Dive Brief:
- BBQ Holdings, parent company of Famous Dave's, is opening a new upscale barbecue concept with pitmaster Travis Clark called Clark Crew BBQ. The first location opened on Monday in Oklahoma City, Oklahoma, according to a press release posted on Restaurant News.
- This concept will be the first of several that BBQ Holdings is launching before the end of 2019.

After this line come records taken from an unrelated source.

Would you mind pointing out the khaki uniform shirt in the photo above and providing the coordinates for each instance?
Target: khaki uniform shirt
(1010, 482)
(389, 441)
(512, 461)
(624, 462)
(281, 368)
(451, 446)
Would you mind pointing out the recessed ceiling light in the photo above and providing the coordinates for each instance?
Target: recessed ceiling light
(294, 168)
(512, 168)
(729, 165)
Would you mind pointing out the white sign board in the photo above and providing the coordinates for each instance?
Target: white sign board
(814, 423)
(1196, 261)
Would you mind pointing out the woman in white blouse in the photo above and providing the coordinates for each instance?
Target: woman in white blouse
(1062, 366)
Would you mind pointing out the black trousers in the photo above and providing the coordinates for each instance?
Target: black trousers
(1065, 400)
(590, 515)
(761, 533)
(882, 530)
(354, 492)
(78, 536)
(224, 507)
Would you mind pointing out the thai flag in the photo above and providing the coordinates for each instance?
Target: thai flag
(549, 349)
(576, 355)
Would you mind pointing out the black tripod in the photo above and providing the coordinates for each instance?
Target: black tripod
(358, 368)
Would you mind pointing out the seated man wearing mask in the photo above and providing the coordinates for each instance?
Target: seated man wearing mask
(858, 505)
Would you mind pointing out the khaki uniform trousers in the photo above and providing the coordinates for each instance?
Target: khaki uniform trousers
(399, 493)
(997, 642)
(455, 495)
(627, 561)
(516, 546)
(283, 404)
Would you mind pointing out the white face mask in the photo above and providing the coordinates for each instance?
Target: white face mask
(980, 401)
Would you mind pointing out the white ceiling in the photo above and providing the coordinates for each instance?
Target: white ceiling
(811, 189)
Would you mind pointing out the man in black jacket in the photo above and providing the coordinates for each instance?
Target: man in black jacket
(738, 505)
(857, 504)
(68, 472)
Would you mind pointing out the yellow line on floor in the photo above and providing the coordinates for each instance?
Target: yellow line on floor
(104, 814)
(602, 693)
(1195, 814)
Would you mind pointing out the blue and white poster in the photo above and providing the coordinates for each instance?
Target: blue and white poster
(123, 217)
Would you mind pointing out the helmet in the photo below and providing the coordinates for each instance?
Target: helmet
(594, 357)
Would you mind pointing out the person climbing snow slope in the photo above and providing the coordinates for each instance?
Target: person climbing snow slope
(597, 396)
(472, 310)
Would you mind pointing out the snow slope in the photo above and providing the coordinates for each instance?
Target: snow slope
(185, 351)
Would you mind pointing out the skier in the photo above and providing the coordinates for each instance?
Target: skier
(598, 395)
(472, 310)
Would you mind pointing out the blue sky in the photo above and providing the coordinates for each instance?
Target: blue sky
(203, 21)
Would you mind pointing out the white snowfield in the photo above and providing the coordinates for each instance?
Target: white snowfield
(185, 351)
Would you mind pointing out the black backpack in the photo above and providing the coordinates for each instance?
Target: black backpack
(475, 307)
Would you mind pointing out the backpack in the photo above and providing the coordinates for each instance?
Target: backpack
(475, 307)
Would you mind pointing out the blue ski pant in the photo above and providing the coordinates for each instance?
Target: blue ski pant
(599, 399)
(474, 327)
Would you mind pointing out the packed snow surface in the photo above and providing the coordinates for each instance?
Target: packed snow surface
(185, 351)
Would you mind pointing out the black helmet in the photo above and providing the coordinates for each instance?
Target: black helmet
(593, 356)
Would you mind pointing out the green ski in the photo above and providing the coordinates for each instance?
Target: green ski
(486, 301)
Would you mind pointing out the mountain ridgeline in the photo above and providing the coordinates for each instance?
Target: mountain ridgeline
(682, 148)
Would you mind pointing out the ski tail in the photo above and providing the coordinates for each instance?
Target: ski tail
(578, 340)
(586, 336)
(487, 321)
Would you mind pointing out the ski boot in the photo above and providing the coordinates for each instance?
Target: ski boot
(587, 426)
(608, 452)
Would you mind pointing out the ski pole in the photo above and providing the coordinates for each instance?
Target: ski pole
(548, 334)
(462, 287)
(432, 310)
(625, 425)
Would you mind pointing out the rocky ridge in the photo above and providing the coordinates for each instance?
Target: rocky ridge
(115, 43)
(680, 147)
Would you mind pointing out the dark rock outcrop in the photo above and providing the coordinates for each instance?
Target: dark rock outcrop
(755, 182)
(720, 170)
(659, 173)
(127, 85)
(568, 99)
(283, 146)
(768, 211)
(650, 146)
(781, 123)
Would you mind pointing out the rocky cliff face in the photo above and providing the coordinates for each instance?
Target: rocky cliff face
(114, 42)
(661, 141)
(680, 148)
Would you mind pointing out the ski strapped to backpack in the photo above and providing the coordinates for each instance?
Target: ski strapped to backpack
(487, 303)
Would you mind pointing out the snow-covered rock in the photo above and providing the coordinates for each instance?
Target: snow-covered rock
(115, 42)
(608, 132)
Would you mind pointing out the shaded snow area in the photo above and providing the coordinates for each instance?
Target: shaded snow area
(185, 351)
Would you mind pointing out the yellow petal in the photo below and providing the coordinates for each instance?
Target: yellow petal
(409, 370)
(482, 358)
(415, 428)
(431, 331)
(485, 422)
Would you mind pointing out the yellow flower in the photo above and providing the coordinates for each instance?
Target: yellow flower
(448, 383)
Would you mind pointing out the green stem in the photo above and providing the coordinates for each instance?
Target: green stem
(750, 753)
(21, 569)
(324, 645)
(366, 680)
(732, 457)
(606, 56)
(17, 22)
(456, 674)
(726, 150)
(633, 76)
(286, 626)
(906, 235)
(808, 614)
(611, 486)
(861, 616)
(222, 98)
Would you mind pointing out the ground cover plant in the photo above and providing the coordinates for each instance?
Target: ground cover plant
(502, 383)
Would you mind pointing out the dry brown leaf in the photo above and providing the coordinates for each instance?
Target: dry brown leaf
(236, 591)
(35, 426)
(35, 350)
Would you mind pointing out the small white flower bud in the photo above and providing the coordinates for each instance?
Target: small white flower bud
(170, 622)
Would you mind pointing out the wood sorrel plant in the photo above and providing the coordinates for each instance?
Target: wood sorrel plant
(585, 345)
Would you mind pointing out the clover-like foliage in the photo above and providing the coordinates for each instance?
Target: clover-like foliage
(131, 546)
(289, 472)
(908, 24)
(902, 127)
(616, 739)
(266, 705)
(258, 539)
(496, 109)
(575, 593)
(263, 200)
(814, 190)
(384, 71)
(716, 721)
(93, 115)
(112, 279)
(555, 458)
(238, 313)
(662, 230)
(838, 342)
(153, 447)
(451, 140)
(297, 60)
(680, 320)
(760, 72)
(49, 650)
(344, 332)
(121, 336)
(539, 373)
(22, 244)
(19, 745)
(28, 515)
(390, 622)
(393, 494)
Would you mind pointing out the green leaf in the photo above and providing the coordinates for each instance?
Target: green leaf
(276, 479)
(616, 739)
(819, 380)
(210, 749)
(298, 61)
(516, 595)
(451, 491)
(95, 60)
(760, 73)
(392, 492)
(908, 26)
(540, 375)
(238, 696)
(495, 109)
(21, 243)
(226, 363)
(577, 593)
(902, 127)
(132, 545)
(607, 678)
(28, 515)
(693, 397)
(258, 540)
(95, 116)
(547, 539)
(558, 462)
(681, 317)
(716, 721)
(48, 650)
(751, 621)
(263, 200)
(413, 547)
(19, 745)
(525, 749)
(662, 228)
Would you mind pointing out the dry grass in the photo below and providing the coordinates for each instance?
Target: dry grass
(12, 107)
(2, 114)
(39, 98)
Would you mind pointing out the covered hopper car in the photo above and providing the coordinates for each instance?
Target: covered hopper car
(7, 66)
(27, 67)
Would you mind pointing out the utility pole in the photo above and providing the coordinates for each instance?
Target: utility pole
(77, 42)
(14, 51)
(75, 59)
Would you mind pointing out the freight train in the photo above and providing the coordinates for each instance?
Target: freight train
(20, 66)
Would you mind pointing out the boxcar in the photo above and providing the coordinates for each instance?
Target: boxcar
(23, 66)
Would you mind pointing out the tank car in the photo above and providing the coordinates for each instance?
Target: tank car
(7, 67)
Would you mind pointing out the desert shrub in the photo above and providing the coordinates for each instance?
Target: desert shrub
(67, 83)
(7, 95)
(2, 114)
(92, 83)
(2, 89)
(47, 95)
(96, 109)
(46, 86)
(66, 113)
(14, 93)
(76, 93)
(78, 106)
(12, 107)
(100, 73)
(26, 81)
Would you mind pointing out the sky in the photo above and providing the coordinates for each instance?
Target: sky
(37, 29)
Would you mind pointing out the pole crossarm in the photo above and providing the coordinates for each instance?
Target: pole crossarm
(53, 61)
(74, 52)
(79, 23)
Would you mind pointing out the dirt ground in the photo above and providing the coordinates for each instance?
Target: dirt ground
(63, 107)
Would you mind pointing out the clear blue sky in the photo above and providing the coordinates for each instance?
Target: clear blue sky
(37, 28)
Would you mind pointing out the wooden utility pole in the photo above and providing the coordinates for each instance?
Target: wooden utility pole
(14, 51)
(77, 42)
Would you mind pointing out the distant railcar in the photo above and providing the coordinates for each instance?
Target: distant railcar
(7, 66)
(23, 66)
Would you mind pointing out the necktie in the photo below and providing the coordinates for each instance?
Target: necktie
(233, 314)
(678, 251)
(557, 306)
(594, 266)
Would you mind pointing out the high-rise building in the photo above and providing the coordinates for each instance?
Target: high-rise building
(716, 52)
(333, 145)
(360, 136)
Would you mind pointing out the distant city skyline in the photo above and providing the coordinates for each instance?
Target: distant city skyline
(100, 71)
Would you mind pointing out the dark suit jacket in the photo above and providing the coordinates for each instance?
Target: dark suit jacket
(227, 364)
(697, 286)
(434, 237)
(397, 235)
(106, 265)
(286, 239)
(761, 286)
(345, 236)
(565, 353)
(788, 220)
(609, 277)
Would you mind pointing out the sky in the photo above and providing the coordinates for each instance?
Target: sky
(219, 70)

- Clark has partnered with BBQ Holdings since 2018, focusing on improving Famous Dave's food quality and consistency.
Dive Insight:
The planned new concepts will be part of BBQ Holdings, which was created in September from the original Famous Dave's of America for the main purpose of evolving one brand into a multi-branded restaurant company. Clark Crew BBQ is the first of these new concepts. BBQ Holdings is also experimenting with a smaller-format, fast casual version of Famous Dave's in Tucson, Arizona. Also, the company is testing ghost kitchens in California and Michigan to serve fried chicken and burgers and virtual kitchens focused on off-premise and catering.
Currently, BBQ Holdings has three brands with 128 locations in 33 states, but that number will be higher by Jan. 1 thanks to its new concepts. What that specific number looks like, or what those new concepts are, is unknown at this time. But based on the holding company's name, they will also likely be barbecue-based and smaller formats. The Star Tribune reports that a new, smaller-format, bar-centric concept will open in the Minneapolis market by the end of the year, for example, with additional compact units in Provo, Utah, and Atlanta.
Multi-brand restaurant companies, like Yum Brands, Inspire Brands and Restaurant Business International, are becoming more common as competition intensifies and the space saturates. Such companies enable diversified restaurant brands to leverage resources and infrastructure to gain more efficiencies.
Such efficiencies could come in handy for BBQ Holdings. The company's system sales have dropped by 17% over the past two years, according to Restaurant Business. However, its most recent quarter showed a glimpse that the company's turnaround plan, including its focus on off-premise channels, might be working, yielding a 7% jump in same-store sales. Off-premise now makes up 53% of sales with 33% from to-go and 20% of sales from delivery. It seems like the company's attention to smaller-format, delivery-friendly concepts may be providing a tailwind, so it's no wonder the company wants to accelerate its portfolio.